I went up to 46 but now back to 44 and I thinkt hat's good for me. I don't have a pure road bike anymore but 42 felt about right there.

Remember that wider bars effectively increase reach, so if as you said your bars are also longer than your road bike you're going to feel really stretched/splayed out. Whether to go wide or not is personal preference but if there's one thing I can safely say its that overall reach being *increased *is not very desirable on a cross bike when compared to its road counterpart.


----------



## Schmucker

I started with 42cm. Now I'm moving my road bikes over to 44cm. My 'cross bikes are 46cm. I really like that.


----------



## kc929

I ran 46 for three seasons. Just switched to 44 and it feels better to me.


----------



## pigpen

44 road
46 cross

But everyone is different. I like a 2cm jump.
If you are running 42 on the road a 44 will feel different but no too strange amd give you a little more leverage.


----------



## OnForm

I went to a longer bar on my mountain bike this season and it seems to have made a big difference in handling. I can really lean the bike into turns at speed without worrying too much about washing out. Because of this, I put wider bars on my CX bike and so far I like it.


----------



## greywell7

Thanks for the responses, helped to convince me to go ahead and run narrower bars. Probably going to 44s and going to measure up my setup to get the new reach to match or go slightly less than my road bike.
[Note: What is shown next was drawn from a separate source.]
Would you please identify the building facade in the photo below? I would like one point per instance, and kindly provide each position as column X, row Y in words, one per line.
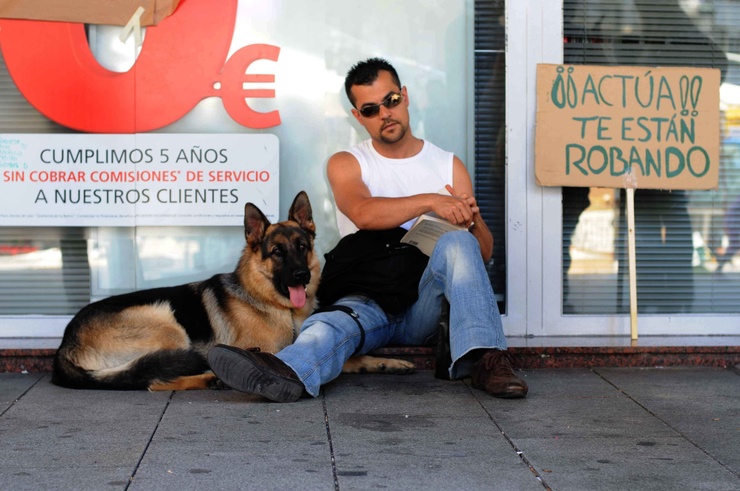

I'm also planning on using the same saddle as the road bike, the more similarities the better I guess.


----------



## Guymk

40cm road
42cm cross

When i bought my cross bike it had a 46cm bar and it was nice but felt some what awkward to me. the 42cm bar is much better. I would suggest go 2cm more than your road bar.


----------



## availpunk9

46 road & cross.


----------



## 251

My cross bars are significantly wider than my road bars (46cm vs 42cm). I prefer the wide bars (w/ flared drops) on the cross bike for trail riding, indifferent for racing, and it's a liability on the road. However, I ride mostly single track with the occasional race so I'm very happy with them. If I were riding mostly road, then I'd likely opt for something closer to 42-44cm.


----------



## EvilScience

I like to run the same nominal bar width road and cross (42), but use shorter reach, shallower bars with flared drops for cross. Currently using the Salsa Cowbell 3 and loving it.


----------



## ZenNMotion

I thought this was going to turn into a roadies vs. psychocrossers thread-


----------



## kneisly

44 road
46 cross


----------



## m_s

As an aside a shallow drop with some flare will give you a wide bar with tons of control in the drops but a more "normal" stance on the hoods/tops. I just got some of Salsa's new bars, Cowbells, and they are really great in this bar. I think I like them even better than my heretofore standbys, Ritchey Biomax


----------



## Speedmenace

Schmucker said:


> I started with 42cm. Now I'm moving my road bikes over to 44cm. My 'cross bikes are 46cm. I really like that.


Same here


----------



## mblock

I run 44 for road and 46 for cross (Salsa Bell Lap). I like the extra leverage and the Bell Laps have a little different flare to the drops that I've come to like.


----------



## pretender

If the reach from saddle to bars is the same on your cross rig as on your road bike, then use the same width bars.

If the reach is shorter, then you might like wider bars.


----------



## Todd_H

pretender said:


> If the reach from saddle to bars is the same on your cross rig as on your road bike, then use the same width bars.
> 
> If the reach is shorter, then you might like wider bars.


:thumbsup:


----------



## Kram

44 on both. I had 46's on my cross bike a few yrs ago and hated it. 44 is much better (for me)


----------